The extracellular matrix of the developing vasculature varies in composition as a function of time and position. Cellular models of vascular biology and pathology depend on the assumption that stable phenotypic characteristics of vascular cells can be propagated through several generations of in vitro cultivation. We show that the positional and developmental heterogeneity of matrix phenotypes in the porcine aorta are expressed by explanted vascular smooth muscle cell (SMC) and adventitial cell populations for a limited number of passages. Elastin was expressed most highly by thoracic SMC while interstitial collagen production was usually maximal in abdominal segments. Parallel gradients of collagen types I, III and V, detected by specific ELISA assays, were expressed in early-passage SMC. Adventitial cell populations from the abdominal aorta of the neonatal pig accumulated significant levels of collagen, while these fibroblasts produced less than 10% of the elastin made by SMC. All cell populations expressed alpha-smooth muscle actin in vitro. Gradients of collagen and elastin expression were evident for no more than three passages, and direct outgrowth of cells without limited digestion of the matrix further reduced phenotypic stability.

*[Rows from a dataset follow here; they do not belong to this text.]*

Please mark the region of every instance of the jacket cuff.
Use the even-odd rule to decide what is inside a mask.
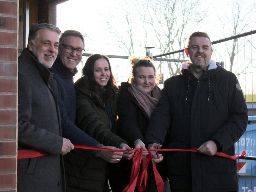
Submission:
[[[212,141],[213,142],[215,143],[216,146],[217,147],[217,152],[220,153],[222,151],[222,148],[221,147],[220,144],[219,143],[219,142],[217,141],[215,139],[211,139],[211,141]]]

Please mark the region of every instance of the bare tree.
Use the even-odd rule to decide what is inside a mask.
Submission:
[[[144,9],[148,13],[148,22],[158,42],[156,46],[161,53],[183,49],[186,39],[207,17],[207,12],[201,6],[203,1],[197,0],[147,0]],[[147,18],[148,18],[147,17]],[[150,30],[150,29],[149,29]],[[166,58],[184,59],[184,53]],[[158,66],[161,72],[162,62]],[[181,63],[168,62],[169,75],[179,73]]]
[[[254,19],[256,17],[256,3],[252,1],[250,3],[250,1],[244,3],[243,1],[239,0],[225,0],[225,2],[226,3],[227,7],[230,8],[223,10],[223,12],[222,13],[224,14],[224,17],[218,14],[219,20],[223,27],[223,34],[225,37],[237,35],[252,29],[256,24]],[[236,71],[234,71],[233,69],[236,56],[244,50],[246,44],[251,43],[248,39],[245,39],[245,39],[239,40],[239,39],[235,39],[231,41],[230,43],[225,44],[229,57],[230,71],[238,72],[239,68],[238,67]],[[250,57],[248,58],[246,55],[244,57],[244,63],[250,63],[248,61],[251,60]],[[247,65],[242,70],[244,71],[248,66]]]
[[[130,11],[130,2],[126,0],[117,1],[115,4],[118,7],[116,12],[110,13],[112,19],[106,21],[107,29],[114,38],[109,43],[116,45],[127,55],[134,56],[133,28],[135,26]]]
[[[136,54],[136,48],[141,50],[142,45],[154,46],[154,51],[159,53],[184,48],[195,26],[207,15],[201,6],[202,0],[141,0],[133,4],[124,2],[119,3],[121,14],[115,13],[115,21],[107,24],[115,43],[129,55]],[[172,57],[183,59],[184,54],[165,58]],[[160,73],[165,71],[168,76],[179,73],[180,63],[168,62],[168,72],[162,64],[159,63],[158,67]]]

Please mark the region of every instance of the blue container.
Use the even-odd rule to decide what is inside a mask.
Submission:
[[[236,154],[243,151],[247,156],[256,156],[256,116],[249,116],[246,131],[235,144]],[[237,159],[239,192],[256,192],[256,161]]]

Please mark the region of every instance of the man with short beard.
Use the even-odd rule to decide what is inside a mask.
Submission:
[[[74,146],[62,136],[57,85],[50,69],[61,33],[53,25],[33,25],[19,57],[18,150],[49,154],[18,160],[18,191],[65,191],[62,155]]]
[[[189,61],[165,82],[147,130],[148,145],[198,148],[198,152],[164,154],[172,192],[238,190],[236,161],[214,155],[235,155],[248,110],[236,76],[210,59],[212,51],[207,33],[190,35],[185,48]]]

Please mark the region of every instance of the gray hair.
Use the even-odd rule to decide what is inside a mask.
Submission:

Variation and decline of the elastin phenotype could be due to hypermethylation of regulatory sequences in the elastin gene or trans-acting factors, but elastin production was dose-dependently stimulated to a similar extent (100%; 10 microM 5-azacytidine) in all segmental SMC populations at early (p1) and late (p3) passage. These data indicated that faithful reflection of in vivo SMC behavior was limited to a few population doublings, at least under standard culture conditions. Modification of the cellular environment by reducing serum factors, changing matrix, or adding mechanical stimulation may increase phenotypic stability.